Main Highlights:
- Hackers have stolen the source code of LastPass, but the users are safe now.
- It happened a couple of weeks back, but we are now getting to know about it.
- They also retained the services of a cybersecurity and forensics firm.
LastPass, a password management service, reported that its developer account had been compromised and source code data had been taken. According to its official announcement, the encrypted passwords of its users were not hacked.
They confirmed that their developer environment had been compromised about two weeks ago. The source code and confidential information were stolen as a result of the breach.
According to the company, the hacker gained access to the developer environment by compromising a single developer account.
This month, bad actors attacked LastPass, a password management service, allowing them to obtain source code and other technical knowledge.
LastPass CEO Karim Toubba addressed the situation in a blog post. LastPass is used by over 33 million individuals worldwide.
The company issues an official statement.
According to LastPass CEO Karim Toubba, a hacker obtained access to elements of the LastPass development environment via a single hacked developer account and stole pieces of source code as well as certain sensitive LastPass technical knowledge. “Our goods and services are fully operational,” he added.
“We spotted some strange behaviour inside areas of the LastPass development environment two weeks ago,” he explained. “We have found no indication that this issue entailed any access to client data or encrypted password vaults after launching an immediate investigation.” We concluded that an unauthorised entity obtained access to sections of the LastPass development environment via a single hacked developer account and stole source code as well as certain confidential LastPass technical knowledge.
According to Toubba, LastPass implemented containment and mitigation measures. It also retained the services of a cybersecurity and forensics firm.

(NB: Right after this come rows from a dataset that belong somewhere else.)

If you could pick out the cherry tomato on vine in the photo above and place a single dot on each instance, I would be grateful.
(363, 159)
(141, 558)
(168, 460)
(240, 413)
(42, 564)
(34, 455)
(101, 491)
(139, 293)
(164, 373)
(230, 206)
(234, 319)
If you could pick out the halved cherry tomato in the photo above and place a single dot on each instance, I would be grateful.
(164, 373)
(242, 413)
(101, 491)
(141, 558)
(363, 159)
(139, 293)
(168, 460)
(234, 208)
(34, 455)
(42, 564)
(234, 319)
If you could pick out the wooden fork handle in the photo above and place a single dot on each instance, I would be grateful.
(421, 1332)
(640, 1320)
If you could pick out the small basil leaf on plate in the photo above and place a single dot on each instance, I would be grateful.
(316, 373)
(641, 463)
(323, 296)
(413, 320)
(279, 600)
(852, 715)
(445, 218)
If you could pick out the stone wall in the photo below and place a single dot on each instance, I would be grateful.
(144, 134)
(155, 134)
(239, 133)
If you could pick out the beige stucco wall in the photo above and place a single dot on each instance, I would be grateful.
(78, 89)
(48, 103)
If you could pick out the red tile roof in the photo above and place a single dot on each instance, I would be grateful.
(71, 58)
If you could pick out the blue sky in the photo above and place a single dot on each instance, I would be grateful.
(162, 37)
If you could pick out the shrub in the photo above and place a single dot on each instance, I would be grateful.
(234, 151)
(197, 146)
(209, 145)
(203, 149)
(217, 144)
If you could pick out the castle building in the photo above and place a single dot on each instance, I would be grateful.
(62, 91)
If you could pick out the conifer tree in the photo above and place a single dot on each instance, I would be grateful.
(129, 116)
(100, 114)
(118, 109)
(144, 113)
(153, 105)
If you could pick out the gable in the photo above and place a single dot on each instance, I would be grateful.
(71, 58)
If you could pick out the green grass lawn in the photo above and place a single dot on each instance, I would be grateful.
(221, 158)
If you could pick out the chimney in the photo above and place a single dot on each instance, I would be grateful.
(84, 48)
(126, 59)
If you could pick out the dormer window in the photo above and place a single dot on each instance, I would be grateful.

“We have established a state of containment, applied more improved security measures, and find no further signs of illegal activity,” he stated. “We are considering further mitigation strategies to enhance our environment based on what we have learnt and done.”
There was no customer data accessed.
According to LastPass, their review found no indication of illegal access to client data in its production environment. Furthermore, the event did not jeopardise its clients’ master passwords. They are encrypted and saved on their device, and they are used to access their vault and its contents safely.
“Password managers make it incredibly easy to utilise distinct strong passwords across several accounts,” he explained. “However, if the master password is hacked or the password vault is somehow abused, the consequences can be severe.” Fortunately, no user data or password vaults appear to have been hacked in this situation. However, source code has been confirmed stolen, and attackers will be on the lookout for any flaws to exploit.”
Users Must Remain Alert
Users should be cautious now that LastPass has been hacked, according to Davidson. They should keep up with the news and keep an eye out for any strange behaviour or login alerts across their accounts.
“It is critical to setup all of LastPass’ available multifactor authentication (MFA) options, including the usage of an authenticator app to safeguard logins (SMS has been demonstrated to be vulnerable to SIM swap attacks”),” he stated. “Most users will do further MFA confirmations using a mobile device.” It is critical that this be also safeguarded.”
“Over the last few years, LastPass has been a major target for hostile actors,” he added. “This makes sense given that LastPass controls millions of websites and applications. In the event of stolen source code, I would be more concerned about where the malicious actor may have been or may still be in my environment.
What is LastPass?
LastPass is a password management application that allows you to securely store all of your internet login credentials (usernames and passwords) in one place.
It can generate unique, difficult-to-crack passwords for each site account and store them in your vault, freeing you from memorising a huge number of long, complex sequences.
Only a master pass may access and utilise the securely saved login credentials. As a result, users just need to generate and remember the master pass. The firm has around 33 million users worldwide.
Aside from LastPass, the other alternative password management systems include Apple’s iCloud Keychain and Google Password Manager.